Par Georgia Makhlouf
2014 - 07
À propos de Philippe Bouvard, on sait deux ou trois choses. Qu’il anime depuis près de quarante ans l’émission de radio la plus populaire de France, « Les grosses têtes » sur RTL et qu’une tentative de suppression de la dite émission en 2000 avait provoqué une grave crise à la direction de la station. Que son show télévisé « Le théâtre de Bouvard » a été pendant de longues années une pépinière d’humoristes et que c’est là que plusieurs d’entre eux, aujourd’hui très connus, tels que Mimie Mathy ou Les Inconnus ont fait leurs premiers pas. On sait parfois qu’il fit aussi carrière dans la presse écrite et qu’après des études nonchalantes, il entra au Figaro comme coursier du service photo et finit par y passer 34 ans. Ou qu’il réalisa son rêve en s’asseyant sur le fauteuil de Pierre Lazareff, son idole, lorsqu’il prit la direction de la rédaction de France Soir où il travailla pendant 24 ans. On sait moins que la liste de ses publications est impressionnante et qu’il a à son actif une quarantaine d’ouvrages dont plusieurs pièces de théâtre. 

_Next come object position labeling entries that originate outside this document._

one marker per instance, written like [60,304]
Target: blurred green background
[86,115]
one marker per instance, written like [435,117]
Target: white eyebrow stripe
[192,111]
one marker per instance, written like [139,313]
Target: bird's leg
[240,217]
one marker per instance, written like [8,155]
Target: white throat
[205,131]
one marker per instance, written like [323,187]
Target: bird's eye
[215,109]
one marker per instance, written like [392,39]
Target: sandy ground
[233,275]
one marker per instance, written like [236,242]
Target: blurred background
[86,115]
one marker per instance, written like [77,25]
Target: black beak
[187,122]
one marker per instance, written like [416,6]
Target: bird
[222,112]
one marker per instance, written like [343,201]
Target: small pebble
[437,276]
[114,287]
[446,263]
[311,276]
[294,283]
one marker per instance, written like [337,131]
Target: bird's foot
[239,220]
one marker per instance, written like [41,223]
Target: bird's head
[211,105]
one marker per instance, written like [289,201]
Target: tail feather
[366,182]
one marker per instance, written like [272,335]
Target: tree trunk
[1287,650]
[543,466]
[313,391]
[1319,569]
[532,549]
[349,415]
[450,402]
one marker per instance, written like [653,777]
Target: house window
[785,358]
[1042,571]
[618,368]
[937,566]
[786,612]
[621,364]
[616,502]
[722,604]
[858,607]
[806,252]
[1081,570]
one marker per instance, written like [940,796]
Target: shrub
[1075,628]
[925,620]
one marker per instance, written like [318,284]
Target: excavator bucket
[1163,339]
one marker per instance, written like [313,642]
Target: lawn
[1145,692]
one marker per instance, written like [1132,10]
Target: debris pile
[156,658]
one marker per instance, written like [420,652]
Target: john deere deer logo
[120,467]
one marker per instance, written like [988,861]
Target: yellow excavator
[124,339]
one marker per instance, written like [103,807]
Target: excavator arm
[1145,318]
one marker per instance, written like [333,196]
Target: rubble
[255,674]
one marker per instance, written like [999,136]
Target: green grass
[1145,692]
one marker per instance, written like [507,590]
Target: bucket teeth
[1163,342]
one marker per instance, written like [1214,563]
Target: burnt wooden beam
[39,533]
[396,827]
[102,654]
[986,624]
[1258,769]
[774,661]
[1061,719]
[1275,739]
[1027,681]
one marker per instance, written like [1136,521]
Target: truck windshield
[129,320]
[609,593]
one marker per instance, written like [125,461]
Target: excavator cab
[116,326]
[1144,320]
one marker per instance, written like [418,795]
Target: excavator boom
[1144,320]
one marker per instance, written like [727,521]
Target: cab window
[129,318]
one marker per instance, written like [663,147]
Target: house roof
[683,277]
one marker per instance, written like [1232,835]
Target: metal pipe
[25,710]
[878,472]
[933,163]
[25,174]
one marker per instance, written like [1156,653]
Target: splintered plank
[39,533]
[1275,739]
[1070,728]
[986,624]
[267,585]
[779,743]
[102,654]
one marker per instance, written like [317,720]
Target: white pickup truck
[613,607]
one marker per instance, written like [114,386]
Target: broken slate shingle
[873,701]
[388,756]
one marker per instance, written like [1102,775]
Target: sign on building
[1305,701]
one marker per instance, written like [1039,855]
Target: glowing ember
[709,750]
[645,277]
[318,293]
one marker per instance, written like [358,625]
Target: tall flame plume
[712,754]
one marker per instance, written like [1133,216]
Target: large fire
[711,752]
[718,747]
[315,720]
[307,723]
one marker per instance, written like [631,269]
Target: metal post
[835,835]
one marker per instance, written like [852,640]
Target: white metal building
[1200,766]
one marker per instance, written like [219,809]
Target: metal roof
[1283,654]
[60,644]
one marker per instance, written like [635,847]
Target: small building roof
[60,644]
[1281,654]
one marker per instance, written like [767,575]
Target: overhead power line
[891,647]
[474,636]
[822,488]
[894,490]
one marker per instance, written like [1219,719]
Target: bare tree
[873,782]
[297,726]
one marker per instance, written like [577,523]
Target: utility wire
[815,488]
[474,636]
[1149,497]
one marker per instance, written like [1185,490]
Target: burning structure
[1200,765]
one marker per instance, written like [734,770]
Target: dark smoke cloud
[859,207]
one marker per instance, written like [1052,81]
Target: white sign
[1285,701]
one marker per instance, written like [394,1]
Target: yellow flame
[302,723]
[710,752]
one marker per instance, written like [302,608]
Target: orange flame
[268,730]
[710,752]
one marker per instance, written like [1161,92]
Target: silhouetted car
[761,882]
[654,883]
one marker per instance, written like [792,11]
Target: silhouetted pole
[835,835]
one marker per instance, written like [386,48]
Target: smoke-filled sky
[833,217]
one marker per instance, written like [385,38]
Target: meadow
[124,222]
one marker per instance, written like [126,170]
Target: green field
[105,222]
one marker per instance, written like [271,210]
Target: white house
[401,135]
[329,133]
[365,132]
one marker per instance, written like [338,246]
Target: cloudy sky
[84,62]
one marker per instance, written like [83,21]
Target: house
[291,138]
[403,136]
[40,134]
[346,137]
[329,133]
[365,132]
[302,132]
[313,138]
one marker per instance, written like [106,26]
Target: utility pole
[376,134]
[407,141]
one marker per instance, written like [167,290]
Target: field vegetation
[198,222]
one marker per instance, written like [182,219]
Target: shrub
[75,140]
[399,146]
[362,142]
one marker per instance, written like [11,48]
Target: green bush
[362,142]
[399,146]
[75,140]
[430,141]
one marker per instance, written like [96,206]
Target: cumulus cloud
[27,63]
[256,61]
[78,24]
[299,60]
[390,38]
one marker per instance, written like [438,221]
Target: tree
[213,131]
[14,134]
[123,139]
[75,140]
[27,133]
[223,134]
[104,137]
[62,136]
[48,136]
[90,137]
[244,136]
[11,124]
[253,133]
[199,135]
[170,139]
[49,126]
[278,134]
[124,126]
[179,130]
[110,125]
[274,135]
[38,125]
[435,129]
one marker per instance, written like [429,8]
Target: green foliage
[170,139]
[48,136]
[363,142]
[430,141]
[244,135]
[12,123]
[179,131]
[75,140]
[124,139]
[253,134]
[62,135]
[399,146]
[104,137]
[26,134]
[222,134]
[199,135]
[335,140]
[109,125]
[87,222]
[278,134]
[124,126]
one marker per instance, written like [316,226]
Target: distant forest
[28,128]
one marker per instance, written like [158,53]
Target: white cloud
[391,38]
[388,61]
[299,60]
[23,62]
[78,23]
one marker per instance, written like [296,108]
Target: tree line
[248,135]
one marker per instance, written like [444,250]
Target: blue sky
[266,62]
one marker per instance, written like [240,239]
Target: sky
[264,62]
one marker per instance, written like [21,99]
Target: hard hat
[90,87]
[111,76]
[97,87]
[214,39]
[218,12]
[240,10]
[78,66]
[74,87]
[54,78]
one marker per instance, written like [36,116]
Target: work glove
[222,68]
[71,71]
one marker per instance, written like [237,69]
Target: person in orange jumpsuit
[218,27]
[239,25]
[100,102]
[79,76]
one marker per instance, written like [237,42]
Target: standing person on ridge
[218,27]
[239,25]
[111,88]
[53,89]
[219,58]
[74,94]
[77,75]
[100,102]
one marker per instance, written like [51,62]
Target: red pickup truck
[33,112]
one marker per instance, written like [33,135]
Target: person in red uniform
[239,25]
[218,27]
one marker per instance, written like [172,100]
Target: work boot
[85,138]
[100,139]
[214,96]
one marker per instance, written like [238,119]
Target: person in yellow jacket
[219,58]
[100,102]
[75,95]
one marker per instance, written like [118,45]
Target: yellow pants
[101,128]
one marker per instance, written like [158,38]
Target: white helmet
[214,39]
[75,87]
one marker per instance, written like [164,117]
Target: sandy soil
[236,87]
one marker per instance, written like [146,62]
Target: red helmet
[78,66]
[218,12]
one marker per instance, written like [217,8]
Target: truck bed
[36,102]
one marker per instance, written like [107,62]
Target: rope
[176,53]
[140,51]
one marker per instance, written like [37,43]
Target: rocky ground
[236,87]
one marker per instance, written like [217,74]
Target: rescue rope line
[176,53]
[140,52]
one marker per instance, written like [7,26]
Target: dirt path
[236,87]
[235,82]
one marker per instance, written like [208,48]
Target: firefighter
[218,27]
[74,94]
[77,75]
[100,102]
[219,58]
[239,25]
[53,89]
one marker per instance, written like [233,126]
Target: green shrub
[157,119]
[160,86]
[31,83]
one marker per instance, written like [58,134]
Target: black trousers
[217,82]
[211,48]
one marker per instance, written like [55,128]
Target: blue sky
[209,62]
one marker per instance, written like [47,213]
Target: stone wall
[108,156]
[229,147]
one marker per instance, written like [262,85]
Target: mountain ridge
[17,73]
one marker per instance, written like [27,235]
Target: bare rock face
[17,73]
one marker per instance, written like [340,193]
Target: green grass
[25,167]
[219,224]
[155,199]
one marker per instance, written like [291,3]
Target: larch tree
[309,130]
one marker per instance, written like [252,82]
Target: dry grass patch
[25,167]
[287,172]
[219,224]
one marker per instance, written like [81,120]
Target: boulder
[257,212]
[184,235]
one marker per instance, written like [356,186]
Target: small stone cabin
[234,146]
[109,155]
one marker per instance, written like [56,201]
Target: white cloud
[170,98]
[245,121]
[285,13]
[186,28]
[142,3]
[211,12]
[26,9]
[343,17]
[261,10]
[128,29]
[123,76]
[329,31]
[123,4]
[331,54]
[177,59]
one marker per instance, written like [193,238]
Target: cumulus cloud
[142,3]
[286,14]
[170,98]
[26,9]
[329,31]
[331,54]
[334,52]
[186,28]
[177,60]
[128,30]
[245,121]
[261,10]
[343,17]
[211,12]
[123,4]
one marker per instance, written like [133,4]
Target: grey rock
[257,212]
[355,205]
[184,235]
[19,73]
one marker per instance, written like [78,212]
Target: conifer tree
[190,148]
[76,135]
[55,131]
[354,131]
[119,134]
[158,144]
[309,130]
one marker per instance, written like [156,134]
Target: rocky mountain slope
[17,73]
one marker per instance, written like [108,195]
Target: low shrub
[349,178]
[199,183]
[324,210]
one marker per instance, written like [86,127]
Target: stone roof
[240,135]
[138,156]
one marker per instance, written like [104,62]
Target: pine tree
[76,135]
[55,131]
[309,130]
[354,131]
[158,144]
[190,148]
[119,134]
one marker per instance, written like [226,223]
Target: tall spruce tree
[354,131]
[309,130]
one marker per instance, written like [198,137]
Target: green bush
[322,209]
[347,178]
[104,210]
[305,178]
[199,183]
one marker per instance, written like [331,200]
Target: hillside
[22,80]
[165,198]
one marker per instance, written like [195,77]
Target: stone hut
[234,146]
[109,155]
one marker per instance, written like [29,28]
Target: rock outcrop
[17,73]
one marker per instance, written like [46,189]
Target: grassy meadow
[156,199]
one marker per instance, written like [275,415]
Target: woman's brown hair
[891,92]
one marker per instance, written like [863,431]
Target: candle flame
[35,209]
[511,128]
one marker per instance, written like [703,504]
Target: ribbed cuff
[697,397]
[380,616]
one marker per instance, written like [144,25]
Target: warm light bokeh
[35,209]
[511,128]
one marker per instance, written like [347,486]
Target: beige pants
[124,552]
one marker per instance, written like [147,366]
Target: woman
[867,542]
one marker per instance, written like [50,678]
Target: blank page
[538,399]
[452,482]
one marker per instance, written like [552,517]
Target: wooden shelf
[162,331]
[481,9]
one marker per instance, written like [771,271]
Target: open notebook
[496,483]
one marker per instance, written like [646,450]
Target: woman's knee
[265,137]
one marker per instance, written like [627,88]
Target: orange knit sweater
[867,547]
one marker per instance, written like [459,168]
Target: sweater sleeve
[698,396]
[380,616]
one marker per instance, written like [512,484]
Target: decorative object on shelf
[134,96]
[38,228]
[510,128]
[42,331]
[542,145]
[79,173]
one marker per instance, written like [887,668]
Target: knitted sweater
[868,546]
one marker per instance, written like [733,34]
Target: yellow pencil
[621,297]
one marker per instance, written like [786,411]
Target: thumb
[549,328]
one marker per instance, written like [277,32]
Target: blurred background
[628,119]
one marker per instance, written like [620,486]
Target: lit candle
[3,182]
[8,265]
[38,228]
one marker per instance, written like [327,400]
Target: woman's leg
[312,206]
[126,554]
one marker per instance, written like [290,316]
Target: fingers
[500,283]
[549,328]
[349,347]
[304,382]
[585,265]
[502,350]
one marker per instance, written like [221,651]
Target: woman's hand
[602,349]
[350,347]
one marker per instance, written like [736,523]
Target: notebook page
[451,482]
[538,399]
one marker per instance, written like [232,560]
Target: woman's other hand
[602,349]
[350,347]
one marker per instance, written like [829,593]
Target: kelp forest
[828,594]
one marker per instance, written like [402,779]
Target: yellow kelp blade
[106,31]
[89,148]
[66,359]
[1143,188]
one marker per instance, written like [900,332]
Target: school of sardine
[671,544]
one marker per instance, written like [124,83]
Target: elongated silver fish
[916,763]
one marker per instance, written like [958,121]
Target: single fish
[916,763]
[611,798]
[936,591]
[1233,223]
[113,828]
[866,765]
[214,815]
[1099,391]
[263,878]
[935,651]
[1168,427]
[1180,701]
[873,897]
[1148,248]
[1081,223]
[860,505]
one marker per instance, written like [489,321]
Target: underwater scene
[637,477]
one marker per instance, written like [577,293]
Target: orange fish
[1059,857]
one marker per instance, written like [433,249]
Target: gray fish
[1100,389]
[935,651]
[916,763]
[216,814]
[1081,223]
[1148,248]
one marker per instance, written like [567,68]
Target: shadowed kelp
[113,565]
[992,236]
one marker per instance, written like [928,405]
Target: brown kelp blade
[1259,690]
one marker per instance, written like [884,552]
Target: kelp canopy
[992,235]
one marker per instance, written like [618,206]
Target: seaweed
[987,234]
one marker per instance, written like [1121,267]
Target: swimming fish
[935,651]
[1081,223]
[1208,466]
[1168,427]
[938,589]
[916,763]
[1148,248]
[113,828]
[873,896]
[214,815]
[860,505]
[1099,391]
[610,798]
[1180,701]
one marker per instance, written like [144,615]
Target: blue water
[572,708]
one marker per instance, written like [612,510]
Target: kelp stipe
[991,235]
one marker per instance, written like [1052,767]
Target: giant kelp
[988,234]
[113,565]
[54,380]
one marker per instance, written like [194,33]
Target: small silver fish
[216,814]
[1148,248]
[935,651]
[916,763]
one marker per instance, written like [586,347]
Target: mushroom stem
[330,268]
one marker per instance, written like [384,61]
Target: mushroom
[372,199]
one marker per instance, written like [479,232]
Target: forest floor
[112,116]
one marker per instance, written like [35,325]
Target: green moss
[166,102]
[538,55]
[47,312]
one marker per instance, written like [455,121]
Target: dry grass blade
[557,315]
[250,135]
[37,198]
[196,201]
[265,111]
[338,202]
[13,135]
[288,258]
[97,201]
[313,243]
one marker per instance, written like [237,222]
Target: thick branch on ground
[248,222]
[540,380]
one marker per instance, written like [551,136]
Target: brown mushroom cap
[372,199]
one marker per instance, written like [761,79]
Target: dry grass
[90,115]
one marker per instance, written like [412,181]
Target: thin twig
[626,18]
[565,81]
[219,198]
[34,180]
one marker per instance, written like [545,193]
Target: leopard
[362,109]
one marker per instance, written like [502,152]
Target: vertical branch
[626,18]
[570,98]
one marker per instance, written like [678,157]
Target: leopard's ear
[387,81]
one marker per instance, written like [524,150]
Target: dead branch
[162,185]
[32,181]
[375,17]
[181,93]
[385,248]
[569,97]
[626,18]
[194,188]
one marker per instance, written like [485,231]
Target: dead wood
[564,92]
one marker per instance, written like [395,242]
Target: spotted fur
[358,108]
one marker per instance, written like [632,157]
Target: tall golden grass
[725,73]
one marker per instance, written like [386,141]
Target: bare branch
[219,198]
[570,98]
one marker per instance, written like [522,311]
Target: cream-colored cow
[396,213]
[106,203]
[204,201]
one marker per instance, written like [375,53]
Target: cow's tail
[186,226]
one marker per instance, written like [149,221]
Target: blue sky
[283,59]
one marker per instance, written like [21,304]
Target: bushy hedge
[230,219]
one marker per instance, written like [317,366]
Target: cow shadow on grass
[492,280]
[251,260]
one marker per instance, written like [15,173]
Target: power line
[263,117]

Le plus récent de ses ouvrages a pour titre une longue phrase qui résume bien son contenu et son ton : Les morts seraient moins tristes s’ils savaient qu’ils pourront encore se tenir les côtes en regardant les vivants. Bouvard indique qu’il s’agit là du troisième volume de sa trilogie qui compte déjà Je suis mort. Et alors ? et Ma vie d’avant, ma vie d’après. Ou plutôt de sa « tri-thérapie ». Car tout le monde souffre du même mal qui a pour nom l’angoisse de la mort, et pour jouer les prolongations et dédramatiser ce qui demeure quand même une tragédie quelle que soit la façon dont on le regarde, Bouvard a choisi un titre aussi long que son existence mais surtout, il continue à tourner autour d’un sujet réputé sinistre en prenant le pari de faire rire. Et force est de constater que le pari est tenu puisqu’il vend des dizaines de milliers d’exemplaires de chacun de ses titres et que le public en redemande.

Bouvard prodigue donc un certain nombre de conseils précieux pour survivre dans la tombe et comme personne n’est en mesure de lui apporter la contradiction, il s’en donne à coeur joie. Il concède d’ailleurs qu’on peut « écrire n’importe quoi sur la mort puisque les défunts qui connaissent vraiment le sujet ont perdu, en même temps que la vie, le goût de la contradiction ».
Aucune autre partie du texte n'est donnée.